PCI DSS is “esoteric” in some areas and quite “broad” in others, Coburn noted. “It is very specific about the way you document firewall rule sets, for example, or the way you apply file integrity monitoring. But on the other hand it also touches on process controls on a very broad and high level, such as you should have an information security policy in place.”

The Dell SecureWorks executive explained that many organizations have been dissatisfied with the QSACs and QSAs they have used to validate PCI DSS compliance. For example, the guidance provided by the QSA is often inconsistent. “If there are two QSAs in a room, they will never agree on the same requirement. This is the kind of feedback we are hearing”, Coburn said.

On its website, PCI notes that it has a “clear-cut program to help all QSAs uphold a strong profile by following a process that ensures their consistency, credibility, competency and ethics.” Those QSAs who fail to meet PCI’s standard in a particular area or areas are placed in a remediation program. The areas where QSAs may fall short include lack of documentation in a series of reports, failure to meet business expectations with a fully operational internal QA program, or a failure to renew appropriate insurance coverage or other requirements addressed within the validation requirements.

Coburn said the council stresses that it takes a pragmatic risk-management approach to card holder data security, but it does not train QSAs on being pragmatic about applying the standards to a particular organization.

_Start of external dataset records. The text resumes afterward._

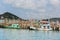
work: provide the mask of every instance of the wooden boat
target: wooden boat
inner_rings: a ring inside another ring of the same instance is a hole
[[[30,26],[29,30],[36,30],[36,27]]]
[[[19,24],[12,24],[10,26],[5,26],[5,28],[20,29]]]

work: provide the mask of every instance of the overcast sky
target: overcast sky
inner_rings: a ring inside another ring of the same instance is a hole
[[[0,14],[4,12],[23,19],[60,17],[60,0],[0,0]]]

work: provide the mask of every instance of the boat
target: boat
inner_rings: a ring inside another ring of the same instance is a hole
[[[9,26],[5,26],[4,28],[20,29],[20,26],[19,24],[11,24]]]
[[[40,30],[52,30],[51,26],[50,26],[50,21],[41,21],[40,22]]]
[[[29,30],[36,30],[36,27],[30,26]]]

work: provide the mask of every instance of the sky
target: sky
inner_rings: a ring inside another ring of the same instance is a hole
[[[0,0],[0,14],[4,12],[22,19],[60,17],[60,0]]]

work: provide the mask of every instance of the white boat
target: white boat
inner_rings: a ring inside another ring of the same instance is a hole
[[[29,30],[36,30],[36,27],[30,26]]]

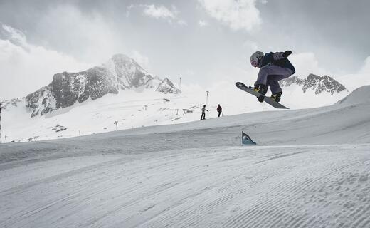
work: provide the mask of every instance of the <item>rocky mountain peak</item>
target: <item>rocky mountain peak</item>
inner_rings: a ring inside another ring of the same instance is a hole
[[[312,90],[314,91],[315,94],[329,93],[333,95],[335,93],[347,90],[344,86],[333,78],[329,76],[317,76],[313,73],[310,73],[305,79],[301,79],[298,76],[292,76],[282,80],[280,82],[282,87],[287,87],[292,85],[302,86],[303,93]]]
[[[134,59],[116,54],[100,66],[78,73],[55,74],[48,86],[27,95],[26,101],[33,117],[71,106],[76,102],[96,100],[108,93],[139,87],[164,93],[180,93],[167,78],[154,78]]]

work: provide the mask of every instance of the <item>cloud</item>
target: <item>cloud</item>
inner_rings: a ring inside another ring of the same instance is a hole
[[[185,20],[179,18],[178,15],[179,12],[174,5],[171,6],[171,9],[163,5],[130,5],[127,8],[126,16],[130,16],[131,11],[134,8],[142,8],[144,15],[155,19],[165,20],[170,24],[176,24],[179,26],[187,25]]]
[[[49,84],[53,76],[92,66],[73,57],[28,43],[19,30],[1,25],[0,31],[0,100],[23,97]]]
[[[211,17],[231,29],[250,31],[262,20],[255,6],[256,0],[198,0],[201,8]]]
[[[204,27],[204,26],[206,26],[208,25],[208,22],[206,21],[203,21],[203,20],[200,20],[199,22],[198,22],[198,24],[199,25],[200,27]]]
[[[295,66],[296,71],[295,75],[302,78],[306,78],[310,73],[332,75],[329,71],[319,66],[319,61],[314,53],[294,53],[289,57],[289,59]]]
[[[134,50],[132,51],[131,58],[137,61],[137,63],[139,63],[139,65],[140,65],[144,70],[150,71],[148,57],[140,53],[139,51]]]
[[[256,51],[258,50],[258,45],[257,44],[257,43],[250,40],[244,41],[244,43],[243,43],[243,46],[248,48],[253,51]]]
[[[117,52],[131,50],[107,20],[96,11],[88,14],[73,5],[60,4],[41,16],[33,38],[43,46],[100,64]]]
[[[164,6],[146,5],[144,7],[143,12],[145,15],[157,19],[174,20],[178,14],[174,7],[173,7],[174,11],[171,11]]]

Dell SecureWorks is proposing that the PCI council adopt a new “gold standard” for QSA certification. First QSACs should be able to demonstrate that they have capabilities across all areas covered by the PCI DSS: network security, application security, and procedural aspects of DSS, such as information security policy. Second, QSACs should identify their sector experience, so that customers can know which QSACs are appropriate for their industry.

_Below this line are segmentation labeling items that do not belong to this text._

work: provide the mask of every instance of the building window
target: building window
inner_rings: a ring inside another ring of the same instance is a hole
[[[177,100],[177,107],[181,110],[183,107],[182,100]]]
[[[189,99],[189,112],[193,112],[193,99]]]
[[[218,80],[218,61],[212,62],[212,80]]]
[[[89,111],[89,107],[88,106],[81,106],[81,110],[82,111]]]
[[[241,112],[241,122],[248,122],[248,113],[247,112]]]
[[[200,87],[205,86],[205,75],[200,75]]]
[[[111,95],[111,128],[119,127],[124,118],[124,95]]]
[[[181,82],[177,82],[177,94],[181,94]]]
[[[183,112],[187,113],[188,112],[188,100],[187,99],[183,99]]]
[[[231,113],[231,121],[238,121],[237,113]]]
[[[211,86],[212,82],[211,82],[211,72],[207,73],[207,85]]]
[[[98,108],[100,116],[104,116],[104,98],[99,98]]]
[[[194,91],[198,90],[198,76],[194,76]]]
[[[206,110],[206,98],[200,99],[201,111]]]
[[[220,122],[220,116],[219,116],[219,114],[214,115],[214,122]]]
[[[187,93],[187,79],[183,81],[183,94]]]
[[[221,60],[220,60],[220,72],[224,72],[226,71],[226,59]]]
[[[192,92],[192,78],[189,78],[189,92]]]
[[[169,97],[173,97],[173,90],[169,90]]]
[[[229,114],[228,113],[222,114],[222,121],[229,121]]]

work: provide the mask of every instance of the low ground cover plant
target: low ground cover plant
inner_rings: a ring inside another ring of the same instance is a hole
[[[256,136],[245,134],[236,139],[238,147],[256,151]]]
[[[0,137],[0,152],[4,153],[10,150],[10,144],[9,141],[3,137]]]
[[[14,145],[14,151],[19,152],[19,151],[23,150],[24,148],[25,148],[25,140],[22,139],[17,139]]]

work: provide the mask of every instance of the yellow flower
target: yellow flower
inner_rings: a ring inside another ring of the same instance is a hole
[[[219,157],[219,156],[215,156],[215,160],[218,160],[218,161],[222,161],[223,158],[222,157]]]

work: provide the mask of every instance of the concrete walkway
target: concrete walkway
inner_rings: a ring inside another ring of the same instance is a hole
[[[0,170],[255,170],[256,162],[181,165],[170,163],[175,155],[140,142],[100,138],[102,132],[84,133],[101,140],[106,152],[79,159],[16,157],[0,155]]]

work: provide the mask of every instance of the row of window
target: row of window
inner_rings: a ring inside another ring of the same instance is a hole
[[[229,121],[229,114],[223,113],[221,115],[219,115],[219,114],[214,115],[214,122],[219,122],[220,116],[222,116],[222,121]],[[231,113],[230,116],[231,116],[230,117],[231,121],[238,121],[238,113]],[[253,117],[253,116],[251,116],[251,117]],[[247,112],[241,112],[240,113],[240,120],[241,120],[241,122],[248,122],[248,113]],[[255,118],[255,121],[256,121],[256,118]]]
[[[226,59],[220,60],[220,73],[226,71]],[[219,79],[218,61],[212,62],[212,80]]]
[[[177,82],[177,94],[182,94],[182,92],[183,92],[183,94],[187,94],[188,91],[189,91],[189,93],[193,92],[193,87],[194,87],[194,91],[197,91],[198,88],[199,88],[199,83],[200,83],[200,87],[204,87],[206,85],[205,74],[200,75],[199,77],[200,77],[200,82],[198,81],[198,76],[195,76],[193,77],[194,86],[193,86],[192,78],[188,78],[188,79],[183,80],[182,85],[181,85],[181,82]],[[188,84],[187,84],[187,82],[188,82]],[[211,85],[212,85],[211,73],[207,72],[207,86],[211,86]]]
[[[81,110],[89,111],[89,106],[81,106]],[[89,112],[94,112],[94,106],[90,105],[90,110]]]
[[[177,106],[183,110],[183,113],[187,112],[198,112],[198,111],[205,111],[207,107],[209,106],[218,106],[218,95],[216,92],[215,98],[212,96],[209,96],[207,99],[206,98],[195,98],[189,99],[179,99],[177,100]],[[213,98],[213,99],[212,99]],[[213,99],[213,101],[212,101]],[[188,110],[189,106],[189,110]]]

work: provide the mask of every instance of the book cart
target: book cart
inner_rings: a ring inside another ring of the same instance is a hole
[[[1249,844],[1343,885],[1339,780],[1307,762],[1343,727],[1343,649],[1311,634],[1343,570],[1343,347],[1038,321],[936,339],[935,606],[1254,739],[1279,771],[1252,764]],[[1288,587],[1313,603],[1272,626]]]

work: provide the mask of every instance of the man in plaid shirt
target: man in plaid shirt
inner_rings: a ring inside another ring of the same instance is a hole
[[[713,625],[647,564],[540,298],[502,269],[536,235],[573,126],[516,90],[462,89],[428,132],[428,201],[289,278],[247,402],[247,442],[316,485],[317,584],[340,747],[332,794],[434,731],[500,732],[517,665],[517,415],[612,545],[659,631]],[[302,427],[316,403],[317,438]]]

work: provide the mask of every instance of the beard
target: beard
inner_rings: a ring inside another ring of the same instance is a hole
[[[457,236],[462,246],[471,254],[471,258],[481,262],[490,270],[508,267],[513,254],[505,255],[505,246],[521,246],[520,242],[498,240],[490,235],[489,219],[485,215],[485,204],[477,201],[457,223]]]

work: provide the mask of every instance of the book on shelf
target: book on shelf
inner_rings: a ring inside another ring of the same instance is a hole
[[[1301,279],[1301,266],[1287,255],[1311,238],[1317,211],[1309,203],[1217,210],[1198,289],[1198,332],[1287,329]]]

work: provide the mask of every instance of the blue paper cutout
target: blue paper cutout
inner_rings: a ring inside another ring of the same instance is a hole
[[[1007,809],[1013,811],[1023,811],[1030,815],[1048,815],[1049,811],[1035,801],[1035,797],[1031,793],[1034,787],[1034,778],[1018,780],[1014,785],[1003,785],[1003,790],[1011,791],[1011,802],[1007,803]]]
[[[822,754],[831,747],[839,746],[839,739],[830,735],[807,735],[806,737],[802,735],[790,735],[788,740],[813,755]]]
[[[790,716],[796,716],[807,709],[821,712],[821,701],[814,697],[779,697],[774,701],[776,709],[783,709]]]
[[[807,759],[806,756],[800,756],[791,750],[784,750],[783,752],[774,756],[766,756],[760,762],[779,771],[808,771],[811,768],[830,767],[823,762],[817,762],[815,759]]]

“If you are a retailer that competes with WalMart, you should look for a QSAC with that type of vertical experience….If they don’t have experience in your industry, maybe you shouldn’t hire them because we have seen QSAs apply the standards vigorously and not listen enough to how the business works….Sometimes [QSAs] are agnostic to the fact that businesses need to make money”, Coburn observed.

In addition, Dell SecureWorks is proposing that the council should measure QSAs along practical as well as theoretical lines and should replace the current qualification processes with a much more rigorous screening process carried out in an interview format.

“The development of a gold standard is an opportunity for people in the industry to get involved in the debate, take the debate to the council, and have an open discussion with the council on how we raise the bar” for QSAs, Coburn concluded.